The goats are doing well with it, they always seem to leave the root mat though and it lays on the ground. Maybe they eventually eat it, but they do tend to just eat the greens off it. I usually get around 65# from 5biscuits give or take a few and it cost me $8. I buy 5 at a time so that it does not go bad and I do it 2 times a week. so 10biscuits a week for 11 goats currently. Our neighbors billy is visiting.


----------



## fodderfeed (Feb 12, 2013)

We sprout for ourselves as well the kids love them on samdwhiches and we throw some into the goat and chicken fodder as well. The Sprouthouse has a variety of mixes.


----------



## tasha642 (Nov 28, 2011)

How much fodder should you feed a full size goat a day?


----------



## fodderfeed (Feb 12, 2013)

I follow the mix below I found at http://landofhavilahfarm.com/loh-feed-regimen.htm it has done my goats very well for the last year except I do a full sprouting of each oats, barley, wheat and feed them a pound per 100 pound of goat.
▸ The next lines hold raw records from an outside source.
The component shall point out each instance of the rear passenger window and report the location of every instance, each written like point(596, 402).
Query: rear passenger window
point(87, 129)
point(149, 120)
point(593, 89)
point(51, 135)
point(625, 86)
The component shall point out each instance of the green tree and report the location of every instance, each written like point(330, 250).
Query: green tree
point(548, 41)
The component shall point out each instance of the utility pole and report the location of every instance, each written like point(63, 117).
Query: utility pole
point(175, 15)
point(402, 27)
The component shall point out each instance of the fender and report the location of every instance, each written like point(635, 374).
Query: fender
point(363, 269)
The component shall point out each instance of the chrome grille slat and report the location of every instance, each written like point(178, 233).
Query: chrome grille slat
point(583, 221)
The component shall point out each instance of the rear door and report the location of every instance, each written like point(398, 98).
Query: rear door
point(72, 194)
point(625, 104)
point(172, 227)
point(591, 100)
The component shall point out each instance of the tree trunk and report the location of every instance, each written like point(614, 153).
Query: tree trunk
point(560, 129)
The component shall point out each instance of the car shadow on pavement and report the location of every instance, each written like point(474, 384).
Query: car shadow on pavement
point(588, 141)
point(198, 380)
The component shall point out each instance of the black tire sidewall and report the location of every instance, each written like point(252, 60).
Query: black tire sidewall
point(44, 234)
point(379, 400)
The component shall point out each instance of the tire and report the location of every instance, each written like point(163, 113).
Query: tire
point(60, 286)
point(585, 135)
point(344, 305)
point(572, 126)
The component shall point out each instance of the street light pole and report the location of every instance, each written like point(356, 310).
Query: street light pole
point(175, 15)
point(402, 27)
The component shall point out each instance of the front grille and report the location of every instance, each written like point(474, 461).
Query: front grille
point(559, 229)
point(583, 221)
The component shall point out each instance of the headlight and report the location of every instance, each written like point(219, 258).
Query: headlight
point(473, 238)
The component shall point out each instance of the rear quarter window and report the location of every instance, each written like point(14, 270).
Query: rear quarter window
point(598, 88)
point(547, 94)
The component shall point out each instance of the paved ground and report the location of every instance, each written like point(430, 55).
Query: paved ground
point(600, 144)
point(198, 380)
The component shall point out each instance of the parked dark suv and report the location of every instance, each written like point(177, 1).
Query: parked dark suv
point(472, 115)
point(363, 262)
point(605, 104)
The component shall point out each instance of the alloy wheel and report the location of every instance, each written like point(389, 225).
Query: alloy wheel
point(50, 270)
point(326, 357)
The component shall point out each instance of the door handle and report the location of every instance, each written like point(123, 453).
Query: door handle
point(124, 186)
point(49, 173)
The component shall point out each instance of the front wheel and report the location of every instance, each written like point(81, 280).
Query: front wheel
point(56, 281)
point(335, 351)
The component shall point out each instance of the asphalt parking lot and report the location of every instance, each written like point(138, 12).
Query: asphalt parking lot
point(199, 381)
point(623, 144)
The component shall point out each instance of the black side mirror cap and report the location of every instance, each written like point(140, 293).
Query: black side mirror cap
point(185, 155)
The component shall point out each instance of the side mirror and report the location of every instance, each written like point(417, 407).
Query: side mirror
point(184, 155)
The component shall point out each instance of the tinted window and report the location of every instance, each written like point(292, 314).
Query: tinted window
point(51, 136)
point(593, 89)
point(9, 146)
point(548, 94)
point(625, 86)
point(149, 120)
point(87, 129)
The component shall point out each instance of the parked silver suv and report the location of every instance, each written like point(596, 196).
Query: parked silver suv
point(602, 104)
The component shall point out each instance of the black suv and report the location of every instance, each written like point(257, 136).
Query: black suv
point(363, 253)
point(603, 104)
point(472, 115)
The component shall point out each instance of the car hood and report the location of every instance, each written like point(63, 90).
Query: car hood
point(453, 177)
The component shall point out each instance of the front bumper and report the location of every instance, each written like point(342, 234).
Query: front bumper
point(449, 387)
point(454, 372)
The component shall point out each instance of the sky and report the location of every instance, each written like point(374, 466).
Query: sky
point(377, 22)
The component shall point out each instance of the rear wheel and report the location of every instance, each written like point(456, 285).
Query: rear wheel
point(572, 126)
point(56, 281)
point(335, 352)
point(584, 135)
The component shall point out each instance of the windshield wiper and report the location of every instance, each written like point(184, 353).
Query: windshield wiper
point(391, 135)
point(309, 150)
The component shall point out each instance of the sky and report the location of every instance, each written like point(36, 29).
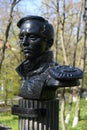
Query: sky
point(29, 6)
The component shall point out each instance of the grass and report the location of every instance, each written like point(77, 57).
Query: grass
point(9, 120)
point(12, 121)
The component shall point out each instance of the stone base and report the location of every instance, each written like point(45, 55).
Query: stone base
point(37, 115)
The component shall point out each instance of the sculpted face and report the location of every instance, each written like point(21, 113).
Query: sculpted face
point(32, 39)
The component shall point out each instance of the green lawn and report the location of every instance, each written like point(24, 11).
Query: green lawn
point(12, 121)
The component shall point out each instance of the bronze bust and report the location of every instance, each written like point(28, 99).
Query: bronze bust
point(41, 75)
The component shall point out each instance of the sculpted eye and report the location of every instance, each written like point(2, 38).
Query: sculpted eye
point(21, 36)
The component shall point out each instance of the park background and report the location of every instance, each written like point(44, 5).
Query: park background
point(70, 48)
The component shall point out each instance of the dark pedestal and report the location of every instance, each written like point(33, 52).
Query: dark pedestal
point(37, 115)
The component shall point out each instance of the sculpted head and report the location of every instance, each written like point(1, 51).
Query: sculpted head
point(36, 35)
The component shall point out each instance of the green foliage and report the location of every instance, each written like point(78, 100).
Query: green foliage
point(9, 79)
point(82, 124)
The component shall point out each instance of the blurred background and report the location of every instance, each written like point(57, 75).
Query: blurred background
point(70, 48)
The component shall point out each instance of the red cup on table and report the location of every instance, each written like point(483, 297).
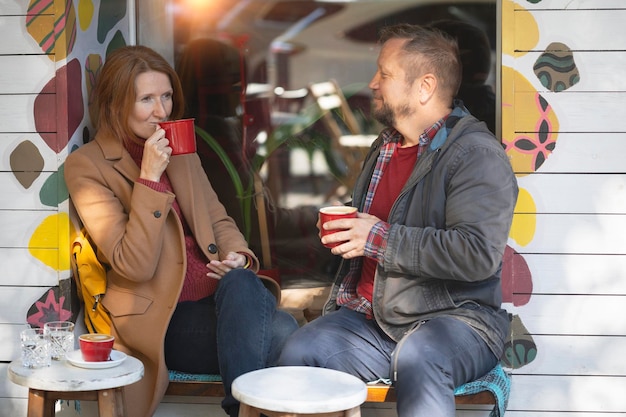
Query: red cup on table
point(181, 134)
point(334, 213)
point(96, 347)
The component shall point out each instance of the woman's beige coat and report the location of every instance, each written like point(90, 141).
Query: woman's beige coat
point(140, 236)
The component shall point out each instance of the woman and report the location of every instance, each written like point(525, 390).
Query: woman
point(181, 287)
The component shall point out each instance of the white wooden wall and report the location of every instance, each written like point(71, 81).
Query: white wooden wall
point(34, 222)
point(25, 70)
point(577, 256)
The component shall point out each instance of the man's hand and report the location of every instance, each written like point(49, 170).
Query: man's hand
point(354, 236)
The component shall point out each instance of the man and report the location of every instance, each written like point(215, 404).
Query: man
point(417, 297)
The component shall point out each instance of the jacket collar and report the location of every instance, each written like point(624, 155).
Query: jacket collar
point(113, 150)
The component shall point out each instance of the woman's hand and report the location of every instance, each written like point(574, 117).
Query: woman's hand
point(219, 268)
point(156, 156)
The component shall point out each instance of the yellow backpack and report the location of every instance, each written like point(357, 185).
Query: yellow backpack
point(90, 277)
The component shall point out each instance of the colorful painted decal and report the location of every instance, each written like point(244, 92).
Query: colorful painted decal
point(26, 163)
point(556, 69)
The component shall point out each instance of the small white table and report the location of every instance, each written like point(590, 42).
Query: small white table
point(296, 390)
point(63, 381)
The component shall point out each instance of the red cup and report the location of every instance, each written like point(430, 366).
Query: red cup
point(181, 135)
point(96, 347)
point(334, 213)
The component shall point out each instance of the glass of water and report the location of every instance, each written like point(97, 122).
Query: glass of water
point(35, 348)
point(61, 336)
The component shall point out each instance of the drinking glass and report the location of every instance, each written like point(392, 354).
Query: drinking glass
point(61, 336)
point(35, 348)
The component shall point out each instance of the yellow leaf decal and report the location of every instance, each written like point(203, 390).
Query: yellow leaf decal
point(50, 242)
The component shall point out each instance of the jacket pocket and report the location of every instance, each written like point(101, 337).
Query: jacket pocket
point(121, 303)
point(406, 298)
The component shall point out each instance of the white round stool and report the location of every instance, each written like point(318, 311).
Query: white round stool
point(294, 390)
point(63, 381)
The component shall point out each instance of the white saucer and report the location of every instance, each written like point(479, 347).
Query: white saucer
point(76, 359)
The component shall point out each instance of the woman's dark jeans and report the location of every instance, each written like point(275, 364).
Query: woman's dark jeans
point(237, 330)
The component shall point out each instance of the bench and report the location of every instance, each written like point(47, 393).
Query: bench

_Land of Havilah Feed Mix #3:_

This is what I've been feeding for the past year (written 12/21/2011). This mix protein level (of grain) is 12.5% per pound:

3 parts Organic Whole Barley (11% protein) (_I have had to use crimped lately)_

3 parts Organic Whole Oats (12% protein)

1 part Black Oil Sunflower Seeds (13% protein)

I feed my milkers 1/2# - 1# of this unsprouted mix (try feeding 2 cups if sprouted), along with the following:

1 small handful of Wheat Bran

Add 1 1/2# of Alfalfa Pellets if your hay is low in alfalfa, or if you need to up the protein

Check out the amazing benefits of feeding Wheat Bran!

I also feed my whole herd Fir Meadow's Kop-Sel for the copper/selenium requirements. 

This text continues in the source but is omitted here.